Cross Pseudo-Labeling for Semi-Supervised Audio-Visual Source Localization
Yuxin Guo, Shijie Ma, Yuhao Zhao, Hu Su, Wei Zou
TL;DR
The paper tackles semi-supervised Audio-Visual Source Localization (AVSL) by introducing Cross Pseudo-Labeling (XPL), where two models learn from each other through a cross-refine mechanism to mitigate confirmation bias inherent in single-model pseudo-labeling. It combines soft pseudo-labels with sharpening and pseudo-label exponential moving average (PL-EMA), plus a Curriculum Data Selection strategy to feed only reliable samples, all integrated into a joint objective that includes cross-pseudo supervision and an audio-visual contrastive loss.
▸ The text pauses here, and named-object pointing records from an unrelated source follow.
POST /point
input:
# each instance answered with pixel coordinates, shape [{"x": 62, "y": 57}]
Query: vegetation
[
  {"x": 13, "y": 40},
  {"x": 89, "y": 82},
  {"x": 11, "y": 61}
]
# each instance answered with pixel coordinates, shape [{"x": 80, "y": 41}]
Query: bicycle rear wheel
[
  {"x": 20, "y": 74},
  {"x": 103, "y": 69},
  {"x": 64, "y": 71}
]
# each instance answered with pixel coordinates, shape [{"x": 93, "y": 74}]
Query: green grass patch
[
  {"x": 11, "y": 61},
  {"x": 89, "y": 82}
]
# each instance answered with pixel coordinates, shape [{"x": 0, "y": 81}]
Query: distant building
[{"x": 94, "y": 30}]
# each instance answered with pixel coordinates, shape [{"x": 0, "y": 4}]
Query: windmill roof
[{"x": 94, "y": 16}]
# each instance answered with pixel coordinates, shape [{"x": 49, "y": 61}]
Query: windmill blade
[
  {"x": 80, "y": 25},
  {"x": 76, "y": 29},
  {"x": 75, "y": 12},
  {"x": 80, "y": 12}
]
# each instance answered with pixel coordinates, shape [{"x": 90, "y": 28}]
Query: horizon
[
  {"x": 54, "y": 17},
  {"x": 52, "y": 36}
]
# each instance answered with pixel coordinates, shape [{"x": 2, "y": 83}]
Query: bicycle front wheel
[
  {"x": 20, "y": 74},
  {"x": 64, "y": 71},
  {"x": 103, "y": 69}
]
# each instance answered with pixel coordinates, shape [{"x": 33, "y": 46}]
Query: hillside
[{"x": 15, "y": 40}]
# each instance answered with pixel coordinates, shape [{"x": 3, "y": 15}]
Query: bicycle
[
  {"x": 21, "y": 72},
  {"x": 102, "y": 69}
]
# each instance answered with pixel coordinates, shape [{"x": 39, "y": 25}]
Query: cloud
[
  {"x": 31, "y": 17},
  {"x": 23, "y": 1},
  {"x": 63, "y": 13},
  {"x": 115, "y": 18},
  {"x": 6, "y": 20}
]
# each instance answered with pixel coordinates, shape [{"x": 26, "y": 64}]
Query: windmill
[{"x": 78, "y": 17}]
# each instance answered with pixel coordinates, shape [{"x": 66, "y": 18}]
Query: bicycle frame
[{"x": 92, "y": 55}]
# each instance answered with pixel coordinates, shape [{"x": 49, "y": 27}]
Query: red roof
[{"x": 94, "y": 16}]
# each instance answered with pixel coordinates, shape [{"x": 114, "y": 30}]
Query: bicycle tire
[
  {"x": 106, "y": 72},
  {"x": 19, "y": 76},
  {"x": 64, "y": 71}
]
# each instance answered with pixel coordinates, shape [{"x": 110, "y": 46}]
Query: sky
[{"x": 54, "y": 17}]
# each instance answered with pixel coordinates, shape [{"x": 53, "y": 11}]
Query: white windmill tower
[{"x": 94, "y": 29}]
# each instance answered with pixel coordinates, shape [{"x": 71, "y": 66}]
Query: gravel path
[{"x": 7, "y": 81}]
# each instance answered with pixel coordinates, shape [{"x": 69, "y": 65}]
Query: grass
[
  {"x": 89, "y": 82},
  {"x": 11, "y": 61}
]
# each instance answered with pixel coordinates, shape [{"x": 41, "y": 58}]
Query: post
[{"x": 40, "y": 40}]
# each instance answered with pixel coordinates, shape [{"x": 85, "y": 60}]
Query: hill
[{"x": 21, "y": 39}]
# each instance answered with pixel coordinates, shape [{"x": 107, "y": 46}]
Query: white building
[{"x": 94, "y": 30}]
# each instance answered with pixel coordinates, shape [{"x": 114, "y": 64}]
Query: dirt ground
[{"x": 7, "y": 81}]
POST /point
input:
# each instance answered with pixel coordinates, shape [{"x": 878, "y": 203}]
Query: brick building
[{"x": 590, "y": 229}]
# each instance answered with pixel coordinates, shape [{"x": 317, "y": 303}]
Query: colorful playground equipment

Key contributions include the cross-refine mechanism, soft-label self-training with EMA, and the curriculum-based data selection, validated by state-of-the-art results on Flickr-SoundNet and VGG-SoundSource under limited supervision and in open-set scenarios. The approach yields improved CIoU and AUC, better generalization, and increased training stability, signaling a robust and scalable path for multimodal localization tasks.
Abstract
Audio-Visual Source Localization (AVSL) is the task of identifying specific sounding objects in the scene given audio cues. In our work, we focus on semi-supervised AVSL with pseudo-labeling. To address the issues with vanilla hard pseudo-labels including bias accumulation, noise sensitivity, and instability, we propose a novel method named Cross Pseudo-Labeling (XPL), wherein two models learn from each other with the cross-refine mechanism to avoid bias accumulation. We equip XPL with two effective components. Firstly, the soft pseudo-labels with sharpening and pseudo-label exponential moving average mechanisms enable models to achieve gradual self-improvement and ensure stable training. Secondly, the curriculum data selection module adaptively selects pseudo-labels with high quality during training to mitigate potential bias. Experimental results demonstrate that XPL significantly outperforms existing methods, achieving state-of-the-art performance while effectively mitigating confirmation bias and ensuring training stability.